Conditions That Overlap With or Cause Insomnia
Insomnia rarely exists in a vacuum. More than 90% of people with clinical depression also have insomnia, and the relationship runs both directions: poor sleep worsens depression, and depression makes sleep harder. Anxiety disorders are another major overlap. The racing thoughts and physical tension of anxiety directly fuel the kind of hyperarousal that keeps you awake.
Several medical conditions disrupt sleep in ways that look like insomnia but have their own specific treatments. Chronic pain, asthma, acid reflux, thyroid disorders, diabetes, and heart disease can all fragment sleep. Sleep apnea is a particularly common mimic. You may think you have insomnia because you wake frequently, but the real cause is your airway collapsing during sleep. Restless legs syndrome, with its uncomfortable urge to move your legs at night, can delay sleep onset enough to resemble insomnia.

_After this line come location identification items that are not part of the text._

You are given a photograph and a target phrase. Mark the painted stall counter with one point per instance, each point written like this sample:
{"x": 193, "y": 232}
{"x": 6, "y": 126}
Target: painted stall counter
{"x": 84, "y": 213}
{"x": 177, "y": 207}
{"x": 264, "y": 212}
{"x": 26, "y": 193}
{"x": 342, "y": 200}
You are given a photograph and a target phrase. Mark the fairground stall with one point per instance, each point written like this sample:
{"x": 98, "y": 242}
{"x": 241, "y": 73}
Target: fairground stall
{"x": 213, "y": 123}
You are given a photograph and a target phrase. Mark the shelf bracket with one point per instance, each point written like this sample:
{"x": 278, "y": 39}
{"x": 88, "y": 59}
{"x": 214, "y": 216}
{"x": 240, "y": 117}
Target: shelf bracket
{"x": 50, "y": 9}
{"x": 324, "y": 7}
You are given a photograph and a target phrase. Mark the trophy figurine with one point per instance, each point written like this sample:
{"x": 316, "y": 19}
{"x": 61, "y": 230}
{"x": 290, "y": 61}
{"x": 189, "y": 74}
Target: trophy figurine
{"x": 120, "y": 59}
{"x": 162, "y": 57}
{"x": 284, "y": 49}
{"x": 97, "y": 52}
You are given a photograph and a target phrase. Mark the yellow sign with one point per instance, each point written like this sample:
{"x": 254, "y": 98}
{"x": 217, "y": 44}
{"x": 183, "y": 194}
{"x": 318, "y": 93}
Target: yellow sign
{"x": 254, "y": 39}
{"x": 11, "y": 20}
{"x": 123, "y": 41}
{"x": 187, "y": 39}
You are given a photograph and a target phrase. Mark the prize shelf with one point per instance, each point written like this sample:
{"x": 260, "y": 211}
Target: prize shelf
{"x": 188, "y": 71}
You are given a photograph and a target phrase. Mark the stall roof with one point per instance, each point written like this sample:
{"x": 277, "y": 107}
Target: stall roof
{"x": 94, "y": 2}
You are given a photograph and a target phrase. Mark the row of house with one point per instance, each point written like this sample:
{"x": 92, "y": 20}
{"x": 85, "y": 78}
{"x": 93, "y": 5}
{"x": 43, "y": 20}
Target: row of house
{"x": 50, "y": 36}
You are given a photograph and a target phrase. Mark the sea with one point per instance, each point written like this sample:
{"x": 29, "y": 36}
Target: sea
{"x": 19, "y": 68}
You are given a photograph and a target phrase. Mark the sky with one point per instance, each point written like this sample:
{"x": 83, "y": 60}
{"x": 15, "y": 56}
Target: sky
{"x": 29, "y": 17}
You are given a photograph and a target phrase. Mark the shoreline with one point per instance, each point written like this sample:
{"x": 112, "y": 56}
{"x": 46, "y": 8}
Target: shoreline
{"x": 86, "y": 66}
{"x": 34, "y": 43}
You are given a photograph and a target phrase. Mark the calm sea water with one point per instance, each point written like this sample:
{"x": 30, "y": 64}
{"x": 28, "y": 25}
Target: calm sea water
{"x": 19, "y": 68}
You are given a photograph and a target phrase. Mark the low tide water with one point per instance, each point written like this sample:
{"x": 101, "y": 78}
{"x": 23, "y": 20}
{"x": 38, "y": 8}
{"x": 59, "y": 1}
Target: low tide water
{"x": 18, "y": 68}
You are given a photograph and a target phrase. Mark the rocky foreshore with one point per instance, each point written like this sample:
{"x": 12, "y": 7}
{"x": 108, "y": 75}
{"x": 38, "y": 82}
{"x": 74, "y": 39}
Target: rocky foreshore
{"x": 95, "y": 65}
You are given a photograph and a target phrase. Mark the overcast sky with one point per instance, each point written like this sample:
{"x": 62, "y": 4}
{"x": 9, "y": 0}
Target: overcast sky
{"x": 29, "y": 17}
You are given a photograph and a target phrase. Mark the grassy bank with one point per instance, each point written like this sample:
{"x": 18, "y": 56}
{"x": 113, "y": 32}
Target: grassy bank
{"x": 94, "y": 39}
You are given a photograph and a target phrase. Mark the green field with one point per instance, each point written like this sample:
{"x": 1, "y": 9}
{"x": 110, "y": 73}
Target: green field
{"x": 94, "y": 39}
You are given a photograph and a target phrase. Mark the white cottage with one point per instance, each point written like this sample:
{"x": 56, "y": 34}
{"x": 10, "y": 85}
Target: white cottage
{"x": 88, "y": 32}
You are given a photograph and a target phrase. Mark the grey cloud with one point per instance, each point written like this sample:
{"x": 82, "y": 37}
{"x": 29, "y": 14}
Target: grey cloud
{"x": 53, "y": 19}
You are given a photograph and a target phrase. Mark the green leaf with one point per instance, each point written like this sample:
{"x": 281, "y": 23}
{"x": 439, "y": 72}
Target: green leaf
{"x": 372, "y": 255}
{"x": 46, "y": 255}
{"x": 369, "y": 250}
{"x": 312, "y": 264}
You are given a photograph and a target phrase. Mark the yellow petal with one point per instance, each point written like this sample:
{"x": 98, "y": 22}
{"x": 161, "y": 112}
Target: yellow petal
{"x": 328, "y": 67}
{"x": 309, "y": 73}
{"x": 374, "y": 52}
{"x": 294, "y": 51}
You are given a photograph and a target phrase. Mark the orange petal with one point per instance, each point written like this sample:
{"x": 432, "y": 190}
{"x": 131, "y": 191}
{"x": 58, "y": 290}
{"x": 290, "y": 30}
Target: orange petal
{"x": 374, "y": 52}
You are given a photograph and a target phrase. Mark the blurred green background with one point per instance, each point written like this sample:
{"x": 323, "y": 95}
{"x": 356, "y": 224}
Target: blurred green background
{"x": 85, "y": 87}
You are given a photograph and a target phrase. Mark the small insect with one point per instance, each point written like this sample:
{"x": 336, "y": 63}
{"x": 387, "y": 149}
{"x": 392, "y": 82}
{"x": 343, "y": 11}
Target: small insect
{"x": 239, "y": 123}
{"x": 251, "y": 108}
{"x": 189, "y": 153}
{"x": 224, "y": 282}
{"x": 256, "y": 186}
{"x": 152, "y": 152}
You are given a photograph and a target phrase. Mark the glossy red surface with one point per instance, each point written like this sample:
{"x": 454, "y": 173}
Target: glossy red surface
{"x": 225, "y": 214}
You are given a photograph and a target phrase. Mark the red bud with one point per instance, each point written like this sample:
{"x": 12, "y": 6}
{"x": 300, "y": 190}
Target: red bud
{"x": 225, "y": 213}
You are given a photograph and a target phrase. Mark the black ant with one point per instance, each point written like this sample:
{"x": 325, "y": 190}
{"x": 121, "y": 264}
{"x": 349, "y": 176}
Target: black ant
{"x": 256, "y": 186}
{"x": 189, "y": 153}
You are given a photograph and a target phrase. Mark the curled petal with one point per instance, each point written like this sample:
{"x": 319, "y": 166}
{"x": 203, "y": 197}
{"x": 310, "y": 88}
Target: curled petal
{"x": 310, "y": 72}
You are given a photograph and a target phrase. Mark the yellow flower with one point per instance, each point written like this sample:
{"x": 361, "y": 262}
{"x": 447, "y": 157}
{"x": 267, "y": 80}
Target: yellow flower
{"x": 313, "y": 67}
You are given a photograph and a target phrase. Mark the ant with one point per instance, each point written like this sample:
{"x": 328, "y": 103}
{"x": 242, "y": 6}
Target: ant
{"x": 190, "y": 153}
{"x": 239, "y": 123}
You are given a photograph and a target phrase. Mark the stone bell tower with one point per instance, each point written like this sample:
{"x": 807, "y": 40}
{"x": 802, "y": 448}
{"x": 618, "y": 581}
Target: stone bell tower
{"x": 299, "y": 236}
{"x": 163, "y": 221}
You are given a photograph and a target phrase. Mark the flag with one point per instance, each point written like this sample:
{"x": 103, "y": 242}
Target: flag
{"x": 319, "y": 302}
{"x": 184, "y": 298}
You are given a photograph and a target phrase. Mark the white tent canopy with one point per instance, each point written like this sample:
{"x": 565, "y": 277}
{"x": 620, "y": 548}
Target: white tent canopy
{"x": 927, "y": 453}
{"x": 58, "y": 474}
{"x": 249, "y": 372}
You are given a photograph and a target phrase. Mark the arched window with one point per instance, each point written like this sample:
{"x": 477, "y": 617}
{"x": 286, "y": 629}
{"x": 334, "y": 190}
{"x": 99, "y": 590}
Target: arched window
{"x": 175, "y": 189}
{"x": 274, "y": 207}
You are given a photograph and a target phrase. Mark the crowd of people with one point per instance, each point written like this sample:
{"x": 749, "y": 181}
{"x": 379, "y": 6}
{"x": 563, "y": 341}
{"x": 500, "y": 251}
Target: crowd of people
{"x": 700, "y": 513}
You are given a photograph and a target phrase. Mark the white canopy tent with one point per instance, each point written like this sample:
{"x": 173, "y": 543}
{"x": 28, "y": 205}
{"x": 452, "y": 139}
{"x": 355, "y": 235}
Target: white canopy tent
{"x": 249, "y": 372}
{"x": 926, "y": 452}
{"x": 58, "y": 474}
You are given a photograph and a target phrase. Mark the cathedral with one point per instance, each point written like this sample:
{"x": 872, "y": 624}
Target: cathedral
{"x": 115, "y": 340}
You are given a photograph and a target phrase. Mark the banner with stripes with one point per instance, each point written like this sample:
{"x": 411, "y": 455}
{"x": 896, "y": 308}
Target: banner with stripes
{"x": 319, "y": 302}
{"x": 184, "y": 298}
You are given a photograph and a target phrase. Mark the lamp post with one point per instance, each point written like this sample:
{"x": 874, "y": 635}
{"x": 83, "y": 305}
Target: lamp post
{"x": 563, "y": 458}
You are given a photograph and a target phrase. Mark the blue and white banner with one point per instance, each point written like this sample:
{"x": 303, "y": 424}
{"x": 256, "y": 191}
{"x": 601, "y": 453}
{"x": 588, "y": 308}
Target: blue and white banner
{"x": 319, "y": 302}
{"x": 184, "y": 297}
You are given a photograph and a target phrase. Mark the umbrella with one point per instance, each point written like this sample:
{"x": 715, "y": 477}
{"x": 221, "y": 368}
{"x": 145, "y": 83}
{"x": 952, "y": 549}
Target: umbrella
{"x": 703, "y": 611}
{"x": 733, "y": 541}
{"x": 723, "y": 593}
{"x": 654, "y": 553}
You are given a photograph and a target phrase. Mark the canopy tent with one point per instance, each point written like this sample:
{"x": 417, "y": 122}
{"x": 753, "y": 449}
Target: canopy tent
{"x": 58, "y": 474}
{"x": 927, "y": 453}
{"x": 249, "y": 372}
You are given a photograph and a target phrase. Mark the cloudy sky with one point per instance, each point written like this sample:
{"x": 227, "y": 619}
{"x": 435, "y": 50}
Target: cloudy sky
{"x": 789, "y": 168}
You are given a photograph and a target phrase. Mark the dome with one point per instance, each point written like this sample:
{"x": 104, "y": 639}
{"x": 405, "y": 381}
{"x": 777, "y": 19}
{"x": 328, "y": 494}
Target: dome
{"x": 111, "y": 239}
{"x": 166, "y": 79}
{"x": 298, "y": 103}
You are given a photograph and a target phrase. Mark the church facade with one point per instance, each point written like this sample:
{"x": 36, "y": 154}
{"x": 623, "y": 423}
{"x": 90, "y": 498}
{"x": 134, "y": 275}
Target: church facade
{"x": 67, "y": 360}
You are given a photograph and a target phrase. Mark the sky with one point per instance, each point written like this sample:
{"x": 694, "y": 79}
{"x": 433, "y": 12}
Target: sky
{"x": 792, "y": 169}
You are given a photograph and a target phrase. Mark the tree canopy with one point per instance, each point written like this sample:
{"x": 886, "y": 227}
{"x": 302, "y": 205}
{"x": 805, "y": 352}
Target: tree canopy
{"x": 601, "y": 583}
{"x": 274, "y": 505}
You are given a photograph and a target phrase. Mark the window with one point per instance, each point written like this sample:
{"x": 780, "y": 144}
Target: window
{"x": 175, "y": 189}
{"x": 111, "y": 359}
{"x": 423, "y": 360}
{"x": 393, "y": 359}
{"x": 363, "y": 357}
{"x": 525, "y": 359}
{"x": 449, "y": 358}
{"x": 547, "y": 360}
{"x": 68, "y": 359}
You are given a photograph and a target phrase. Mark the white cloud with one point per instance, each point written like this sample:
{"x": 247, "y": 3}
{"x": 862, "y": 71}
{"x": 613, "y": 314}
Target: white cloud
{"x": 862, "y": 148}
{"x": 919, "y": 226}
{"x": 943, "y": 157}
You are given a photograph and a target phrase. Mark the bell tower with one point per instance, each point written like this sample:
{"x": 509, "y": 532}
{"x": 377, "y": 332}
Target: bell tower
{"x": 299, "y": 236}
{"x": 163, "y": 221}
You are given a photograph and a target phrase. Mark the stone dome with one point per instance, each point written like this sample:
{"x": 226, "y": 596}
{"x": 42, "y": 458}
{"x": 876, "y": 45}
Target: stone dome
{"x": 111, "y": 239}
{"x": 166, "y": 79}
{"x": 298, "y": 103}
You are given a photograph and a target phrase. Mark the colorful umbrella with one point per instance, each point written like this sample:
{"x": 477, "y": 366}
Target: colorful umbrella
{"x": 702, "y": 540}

Certain medications, including some antidepressants, stimulants, corticosteroids, and blood pressure drugs, can also cause insomnia as a side effect. If your sleep problems started around the same time as a new prescription, that connection is worth investigating. The current diagnostic approach treats insomnia as its own condition even when it appears alongside something else, which means both the insomnia and the underlying issue deserve attention rather than assuming one will resolve the other.
What Makes It Worth Acting On
Chronic sleep loss compounds over time. Falling asleep at the wheel, making repeated errors at work, or struggling to manage your emotions are signs that insomnia is eroding your safety and quality of life. Persistent insomnia also raises the risk of developing depression and anxiety even in people who didn’t have those conditions before. If you’re regularly unable to get enough sleep despite having the opportunity, feel consistently unrested when you wake, or find yourself excessively sleepy during the day, those are the clearest signals that what you’re dealing with has crossed from inconvenience into a clinical problem worth addressing.